On one occasion, when the NNDP threatened to use thugs to disrupt Okpara’s solidarity visit to his brother, Awolowo in Ibadan on June 3, 1964, he remained undeterred. He did visit Ibadan, where he encouraged Awolowo, his wife HID, and his supporters amidst their travails. His famous handshake with Awolowo and the political chants by the Awoists and Zikists are eternal symbols of Nigerian political history.
Okpara later declared to the crowd, “for more than a decade, the imperialists, the reactionaries and the neo-colonialists ‘had succeeded in driving a knotty wedge between the NCNC and the Action Group.

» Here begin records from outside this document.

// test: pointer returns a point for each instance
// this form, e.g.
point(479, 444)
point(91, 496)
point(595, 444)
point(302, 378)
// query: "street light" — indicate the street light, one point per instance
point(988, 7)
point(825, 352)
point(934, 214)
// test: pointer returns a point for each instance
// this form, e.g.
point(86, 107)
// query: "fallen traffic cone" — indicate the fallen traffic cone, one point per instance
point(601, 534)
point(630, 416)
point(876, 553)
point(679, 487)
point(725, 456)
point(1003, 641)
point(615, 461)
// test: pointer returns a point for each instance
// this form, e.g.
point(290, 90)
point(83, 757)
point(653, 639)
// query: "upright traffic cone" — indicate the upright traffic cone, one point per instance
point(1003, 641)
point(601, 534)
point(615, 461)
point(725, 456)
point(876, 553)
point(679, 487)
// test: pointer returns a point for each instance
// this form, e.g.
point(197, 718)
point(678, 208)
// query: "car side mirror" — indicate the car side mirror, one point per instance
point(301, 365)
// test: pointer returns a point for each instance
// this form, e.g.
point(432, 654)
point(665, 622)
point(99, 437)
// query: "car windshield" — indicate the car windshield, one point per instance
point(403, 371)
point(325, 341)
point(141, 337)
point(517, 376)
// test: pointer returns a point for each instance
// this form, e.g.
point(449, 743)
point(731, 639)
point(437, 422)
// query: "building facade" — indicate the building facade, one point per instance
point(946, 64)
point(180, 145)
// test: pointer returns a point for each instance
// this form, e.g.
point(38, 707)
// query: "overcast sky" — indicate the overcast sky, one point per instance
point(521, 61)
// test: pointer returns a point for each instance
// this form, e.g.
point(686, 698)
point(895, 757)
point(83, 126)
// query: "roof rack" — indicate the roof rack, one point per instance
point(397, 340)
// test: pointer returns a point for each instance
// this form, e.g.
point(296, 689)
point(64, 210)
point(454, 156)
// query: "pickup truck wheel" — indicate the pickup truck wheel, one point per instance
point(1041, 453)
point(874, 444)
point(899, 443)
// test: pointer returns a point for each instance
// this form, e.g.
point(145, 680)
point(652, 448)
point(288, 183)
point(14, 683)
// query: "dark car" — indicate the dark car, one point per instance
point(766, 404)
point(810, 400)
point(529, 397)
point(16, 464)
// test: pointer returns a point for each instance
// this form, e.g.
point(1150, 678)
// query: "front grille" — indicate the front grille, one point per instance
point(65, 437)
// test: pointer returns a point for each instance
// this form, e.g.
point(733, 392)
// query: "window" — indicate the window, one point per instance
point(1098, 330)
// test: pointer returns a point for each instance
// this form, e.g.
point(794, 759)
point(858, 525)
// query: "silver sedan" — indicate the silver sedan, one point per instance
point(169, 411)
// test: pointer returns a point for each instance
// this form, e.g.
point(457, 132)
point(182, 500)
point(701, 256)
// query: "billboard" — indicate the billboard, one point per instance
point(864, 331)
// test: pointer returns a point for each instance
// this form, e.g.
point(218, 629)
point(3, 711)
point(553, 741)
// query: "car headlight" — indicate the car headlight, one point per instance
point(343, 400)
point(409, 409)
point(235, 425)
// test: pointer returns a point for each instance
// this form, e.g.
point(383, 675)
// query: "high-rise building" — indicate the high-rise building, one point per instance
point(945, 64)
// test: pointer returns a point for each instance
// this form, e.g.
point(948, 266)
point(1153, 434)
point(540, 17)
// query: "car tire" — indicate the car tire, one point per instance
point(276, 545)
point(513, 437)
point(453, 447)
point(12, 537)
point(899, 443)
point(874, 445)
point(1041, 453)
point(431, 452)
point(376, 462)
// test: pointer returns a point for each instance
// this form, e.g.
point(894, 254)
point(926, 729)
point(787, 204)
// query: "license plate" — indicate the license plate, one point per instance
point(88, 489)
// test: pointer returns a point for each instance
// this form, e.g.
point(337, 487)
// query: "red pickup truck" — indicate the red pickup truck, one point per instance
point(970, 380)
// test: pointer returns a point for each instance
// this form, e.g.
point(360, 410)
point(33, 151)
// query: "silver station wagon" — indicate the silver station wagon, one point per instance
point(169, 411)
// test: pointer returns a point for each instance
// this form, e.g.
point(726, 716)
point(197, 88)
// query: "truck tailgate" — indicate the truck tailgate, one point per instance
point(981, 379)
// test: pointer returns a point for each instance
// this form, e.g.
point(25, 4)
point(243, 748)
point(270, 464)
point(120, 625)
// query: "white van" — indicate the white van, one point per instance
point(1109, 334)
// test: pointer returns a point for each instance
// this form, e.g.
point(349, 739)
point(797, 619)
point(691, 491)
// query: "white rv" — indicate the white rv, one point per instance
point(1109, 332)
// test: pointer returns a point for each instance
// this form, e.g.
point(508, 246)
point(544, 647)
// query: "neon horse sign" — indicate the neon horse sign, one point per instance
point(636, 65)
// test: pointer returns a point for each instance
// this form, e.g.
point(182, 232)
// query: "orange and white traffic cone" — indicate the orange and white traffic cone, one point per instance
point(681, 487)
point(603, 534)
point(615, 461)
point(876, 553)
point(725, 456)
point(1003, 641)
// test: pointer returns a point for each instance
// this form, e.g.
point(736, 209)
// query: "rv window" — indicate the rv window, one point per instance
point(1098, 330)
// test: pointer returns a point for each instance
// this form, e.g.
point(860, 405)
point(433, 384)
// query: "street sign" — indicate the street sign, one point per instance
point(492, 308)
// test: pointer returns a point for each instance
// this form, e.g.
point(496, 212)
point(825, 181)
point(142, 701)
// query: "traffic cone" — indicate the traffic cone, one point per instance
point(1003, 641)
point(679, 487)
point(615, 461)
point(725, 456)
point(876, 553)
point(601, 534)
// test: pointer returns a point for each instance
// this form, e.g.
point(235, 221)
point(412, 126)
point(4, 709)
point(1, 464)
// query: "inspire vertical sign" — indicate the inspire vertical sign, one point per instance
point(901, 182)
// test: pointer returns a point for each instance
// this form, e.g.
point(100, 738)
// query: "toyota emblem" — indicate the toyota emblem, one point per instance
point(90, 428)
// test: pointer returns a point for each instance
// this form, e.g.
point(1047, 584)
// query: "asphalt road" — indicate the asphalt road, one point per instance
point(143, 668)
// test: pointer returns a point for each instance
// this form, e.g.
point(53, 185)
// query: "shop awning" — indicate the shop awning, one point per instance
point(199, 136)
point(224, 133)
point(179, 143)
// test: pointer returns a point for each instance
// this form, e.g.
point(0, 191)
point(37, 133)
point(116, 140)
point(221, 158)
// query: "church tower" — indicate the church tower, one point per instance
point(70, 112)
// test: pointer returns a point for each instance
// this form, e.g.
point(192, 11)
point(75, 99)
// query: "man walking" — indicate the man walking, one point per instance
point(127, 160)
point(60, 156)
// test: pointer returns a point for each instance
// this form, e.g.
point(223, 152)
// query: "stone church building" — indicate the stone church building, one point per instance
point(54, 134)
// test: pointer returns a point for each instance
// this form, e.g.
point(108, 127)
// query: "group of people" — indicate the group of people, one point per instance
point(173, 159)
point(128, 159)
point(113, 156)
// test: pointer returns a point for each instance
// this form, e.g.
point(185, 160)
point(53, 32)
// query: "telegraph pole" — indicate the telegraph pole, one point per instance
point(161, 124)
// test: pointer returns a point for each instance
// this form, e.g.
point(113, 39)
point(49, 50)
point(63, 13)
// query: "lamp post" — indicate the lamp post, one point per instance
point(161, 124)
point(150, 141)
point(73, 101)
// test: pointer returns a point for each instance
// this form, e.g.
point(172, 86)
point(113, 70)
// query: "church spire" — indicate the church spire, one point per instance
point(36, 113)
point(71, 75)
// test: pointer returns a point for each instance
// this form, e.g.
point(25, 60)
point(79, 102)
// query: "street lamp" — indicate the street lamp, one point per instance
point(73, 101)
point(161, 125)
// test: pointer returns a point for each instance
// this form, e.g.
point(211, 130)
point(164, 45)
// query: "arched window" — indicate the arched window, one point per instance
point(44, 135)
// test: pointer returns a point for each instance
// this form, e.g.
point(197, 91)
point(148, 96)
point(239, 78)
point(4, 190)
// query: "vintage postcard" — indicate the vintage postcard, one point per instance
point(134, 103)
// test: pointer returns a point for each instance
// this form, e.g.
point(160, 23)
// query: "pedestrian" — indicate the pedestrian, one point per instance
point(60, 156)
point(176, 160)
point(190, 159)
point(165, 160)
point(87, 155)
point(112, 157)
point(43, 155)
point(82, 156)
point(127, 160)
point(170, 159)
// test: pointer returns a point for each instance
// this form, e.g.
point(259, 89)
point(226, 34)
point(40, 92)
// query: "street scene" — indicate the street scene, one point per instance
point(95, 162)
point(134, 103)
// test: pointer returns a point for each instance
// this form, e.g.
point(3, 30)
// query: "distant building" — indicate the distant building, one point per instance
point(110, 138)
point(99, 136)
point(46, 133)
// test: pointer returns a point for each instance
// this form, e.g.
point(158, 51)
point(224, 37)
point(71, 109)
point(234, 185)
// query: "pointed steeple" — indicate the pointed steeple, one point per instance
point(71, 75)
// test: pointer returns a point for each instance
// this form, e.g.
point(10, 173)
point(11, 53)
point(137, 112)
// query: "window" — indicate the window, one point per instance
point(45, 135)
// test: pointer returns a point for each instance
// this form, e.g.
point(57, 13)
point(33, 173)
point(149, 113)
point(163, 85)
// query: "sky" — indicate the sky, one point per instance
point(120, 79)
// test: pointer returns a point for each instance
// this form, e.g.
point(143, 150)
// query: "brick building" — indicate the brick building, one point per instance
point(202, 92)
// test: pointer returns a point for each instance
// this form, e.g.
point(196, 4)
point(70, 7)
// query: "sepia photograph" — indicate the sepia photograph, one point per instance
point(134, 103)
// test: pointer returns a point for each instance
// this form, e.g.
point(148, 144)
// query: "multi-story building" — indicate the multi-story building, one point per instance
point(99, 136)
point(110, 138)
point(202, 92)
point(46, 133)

“Both the NCNC and the Action Group have fought on different planes to achieve our national independence, we must now come together to build a prosperous nation where oppression would be unknown.”
When he travelled back to the East, he said, “In the end, I did go to the West and was very well received by the people of western Nigeria, thanks to the vigilance of the police who foiled all attempts to disrupt the tour and even do us harm.”
When the NNDP/NPC alliance incarcerated Awo following treason charges, Zik insisted he be transferred to the Eastern Region for his safety. He was eventually kept in the Calabar Prison. Indeed, when facts about the bloody coup of 1966 emerged, which was allegedly done by young military officers, mainly of Igbo extraction, it was found that they had a stated objective to make Awolowo Prime Minister because of their belief in his leadership qualities.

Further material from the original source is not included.